Clients often ask “what will the judge be focusing on?”, and the answer is that they consider just about everything including but not limited to:
- The criminal records of both parents
- Where both parents live, including their living accommodations
- The support system and family of both parents
- The past behavior of both parents
- The health of both parents
- The substance abuse of both parents
- The people living in the households of both parents
- The current relationship the child has with both parents
Unless there are some clear rules of evidence that would prohibit the judge from consider a fact or if the fact wasn’t presented in the case, the judge can and will consider everything they can.
Best interest of the child – Not best interest of the parents
It is important to keep in mind that this analysis does not focus on what is most convenient for the parents. Also, the desire of the parents will only be considered to the extent of what is best for the child. This is a “best interest of the child” analysis not a “best interest of the parents” analysis.

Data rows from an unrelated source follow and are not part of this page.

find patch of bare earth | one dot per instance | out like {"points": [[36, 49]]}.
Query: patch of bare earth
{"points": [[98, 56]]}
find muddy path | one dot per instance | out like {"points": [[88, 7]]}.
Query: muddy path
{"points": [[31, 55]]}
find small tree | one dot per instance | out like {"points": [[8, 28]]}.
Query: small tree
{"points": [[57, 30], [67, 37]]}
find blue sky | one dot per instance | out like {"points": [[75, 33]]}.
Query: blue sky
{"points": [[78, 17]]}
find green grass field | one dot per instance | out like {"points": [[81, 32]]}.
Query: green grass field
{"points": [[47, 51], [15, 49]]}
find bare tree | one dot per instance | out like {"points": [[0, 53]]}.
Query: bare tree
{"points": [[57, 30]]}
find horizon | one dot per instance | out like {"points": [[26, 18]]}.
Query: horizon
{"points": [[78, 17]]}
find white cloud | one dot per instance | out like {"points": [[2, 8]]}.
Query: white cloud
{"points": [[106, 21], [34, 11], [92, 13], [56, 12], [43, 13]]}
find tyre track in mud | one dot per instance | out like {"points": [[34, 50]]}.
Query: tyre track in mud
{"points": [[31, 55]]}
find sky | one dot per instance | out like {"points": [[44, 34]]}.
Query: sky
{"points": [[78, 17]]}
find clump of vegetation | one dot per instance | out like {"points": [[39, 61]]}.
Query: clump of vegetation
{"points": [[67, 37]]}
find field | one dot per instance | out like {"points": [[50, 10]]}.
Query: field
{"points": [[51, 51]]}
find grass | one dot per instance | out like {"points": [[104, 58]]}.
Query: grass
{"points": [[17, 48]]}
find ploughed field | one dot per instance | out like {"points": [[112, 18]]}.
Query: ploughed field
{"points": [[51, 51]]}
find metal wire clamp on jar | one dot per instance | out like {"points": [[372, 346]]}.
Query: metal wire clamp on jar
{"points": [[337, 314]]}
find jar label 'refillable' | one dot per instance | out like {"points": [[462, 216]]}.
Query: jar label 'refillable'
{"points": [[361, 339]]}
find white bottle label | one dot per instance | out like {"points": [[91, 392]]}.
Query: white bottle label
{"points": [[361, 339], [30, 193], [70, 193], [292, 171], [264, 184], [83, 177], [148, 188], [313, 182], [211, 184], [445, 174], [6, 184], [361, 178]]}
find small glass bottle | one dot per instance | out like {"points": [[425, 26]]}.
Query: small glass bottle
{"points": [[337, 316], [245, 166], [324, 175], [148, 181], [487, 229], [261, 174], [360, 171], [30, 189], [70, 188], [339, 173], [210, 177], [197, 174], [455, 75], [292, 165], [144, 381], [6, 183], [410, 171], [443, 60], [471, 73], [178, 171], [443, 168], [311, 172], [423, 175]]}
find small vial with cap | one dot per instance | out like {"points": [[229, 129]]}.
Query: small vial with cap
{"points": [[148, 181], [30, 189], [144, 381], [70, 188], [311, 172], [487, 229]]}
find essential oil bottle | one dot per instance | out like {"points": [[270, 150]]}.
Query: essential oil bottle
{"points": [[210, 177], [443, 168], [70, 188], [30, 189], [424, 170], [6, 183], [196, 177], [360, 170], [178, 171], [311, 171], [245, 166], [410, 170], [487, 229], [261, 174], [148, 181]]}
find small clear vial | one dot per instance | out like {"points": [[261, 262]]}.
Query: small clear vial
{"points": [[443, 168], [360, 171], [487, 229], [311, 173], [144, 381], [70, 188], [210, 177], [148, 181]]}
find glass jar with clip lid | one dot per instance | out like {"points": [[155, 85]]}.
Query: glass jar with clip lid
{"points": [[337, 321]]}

Best interest of the child – the current standard
In child custody cases, judges are typically considering the best interest of the child, not only as it applies to the child’s immediate future, but also long term. This picture may not look like the same picture that the parents envisioned in their heads. Often, if both parents are seeking as much time with the child as possible, and there are not underlying issues or causes for concern, both parents will get close to equal custody.
Do children have a say?
If the child is deemed sufficiently competent, he may be permitted[MA1] to offer an opinion via testimony. The family law judge may then consider the child’s wishes, along with the other factors. This does NOT mean that the child will get to decide legal or physical custody – it merely means that the judge may consider the child’s opinion if that child is of sufficient maturity. In North Carolina, there is no set age at which a child is deemed competent and capable of forming such an opinion. A family court judge will make a case-specific determination as to whether to allow the opinion and how much weight to give it.